Public Lecture by Jennifer Wenzel – Reading for the Planet: Environmental Crisis and World Literature
Friday, February 12 (16:00-18:00, live on zoom and Facebook)
Join Zoom Meeting: https://uva-live.zoom.us/j/87864560173 ( Meeting ID: 878 6456 0173 )
This talk situates the Anthropocene and the recent revival of interest in “world literature” as instances of broader dynamics of world-imagining. It offers an expanded narrative of globalization, by looking back to moments of capitalist expansion that precede neoliberalism and by recognizing the environment (particularly in colonial peripheries) as globalization’s material condition of possibility and its product. The talk also argues for the relevance of the literary to environmental thought and practice.
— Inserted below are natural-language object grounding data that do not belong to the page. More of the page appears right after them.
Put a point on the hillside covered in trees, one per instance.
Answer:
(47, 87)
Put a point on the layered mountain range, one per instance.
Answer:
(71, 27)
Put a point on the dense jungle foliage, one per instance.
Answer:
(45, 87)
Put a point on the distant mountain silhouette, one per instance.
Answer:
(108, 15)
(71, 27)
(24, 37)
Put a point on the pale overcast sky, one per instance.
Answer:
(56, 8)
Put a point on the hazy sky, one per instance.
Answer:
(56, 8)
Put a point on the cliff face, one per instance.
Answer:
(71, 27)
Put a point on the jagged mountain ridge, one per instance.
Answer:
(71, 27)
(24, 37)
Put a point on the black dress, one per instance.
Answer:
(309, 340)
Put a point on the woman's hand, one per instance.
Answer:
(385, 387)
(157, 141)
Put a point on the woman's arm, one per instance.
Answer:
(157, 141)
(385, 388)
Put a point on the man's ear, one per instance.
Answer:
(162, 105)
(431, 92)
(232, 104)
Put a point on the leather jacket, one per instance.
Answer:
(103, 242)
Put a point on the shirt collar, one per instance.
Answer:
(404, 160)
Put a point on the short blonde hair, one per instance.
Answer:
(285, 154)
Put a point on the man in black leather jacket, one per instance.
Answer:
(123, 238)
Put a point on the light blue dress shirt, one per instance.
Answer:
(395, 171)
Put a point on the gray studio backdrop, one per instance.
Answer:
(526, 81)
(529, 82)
Far beyond the domain of literary study, our ideas about nature are mediated by literary tropes and narrative forms and genres in way that precede and exceed representation in any particular text: cultural logics shape what “counts” as nature or crisis. A supple understanding of the workings of cultural imagining and narrative logics, therefore, might foster more robust accounts of global inequality, in order to energize movements for justice and livable futures.
Suggested Readings:
- Jennifer Wenzel, “Chapter 3: From Waste Lands to Wasted Lives: Enclosure as Aesthetic Regime and Property Regime” from The Disposition of Nature (Fordham UP 2020)
- John Locke “Of Property”
- Mahasweta Devi, “Dhowli”
Masterclass with Jennifer Wenzel
Thursday, February 11th. (16:00-17:00)
Contact Jeff Diamanti at j.diamanti@uva.nl or Joost de Bloois at J.G.C.deBloois@uva.nl to sign up for the masterclass and for access to the readings
Readings:
- Jennifer Wenzel, “Forms of Life: Thinking Infrastructure and its Narrative Grammar.”
- Jennifer Wenzel, “How to Read for Oil,” Resilience 1.3 (Fall 2014)
- Calvino, “The Petrol Pump”
- Imre Szeman and Dominic Boyer, “The Rise of Energy Humanities” https://www.universityaffairs.ca/opinion/in-my-opinion/the-rise-of-energy-humanities/
Jennifer Wenzel is a scholar of postcolonial studies and environmental and energy humanities at Columbia University, where she is jointly appointed in the Department of English and Comparative Literature and the Department of Middle Eastern, South Asian, and African Studies. Her new book, The Disposition of Nature: Environmental Crisis and World Literature, was published by Fordham University Press, and was shortlisted for the 2020 Book Prize awarded by the Association for the Study of the Arts of the Present (ASAP). With Imre Szeman and Patricia Yaeger, she co-edited Fueling Culture: 101 Words for Energy and Environment (Fordham 2017). Her first book, Bulletproof: Afterlives of Anticolonial Prophecy in South Africa and Beyond (Chicago and KwaZulu-Natal, 2009), was awarded Honorable Mention for the Perkins Prize by the International Society for the Study of Narrative. Her current research examines the fossil-fueled imagination, in literature, visual culture, and public life, and she’s also at work on a pair of articles about the novels of Thomas Mofolo.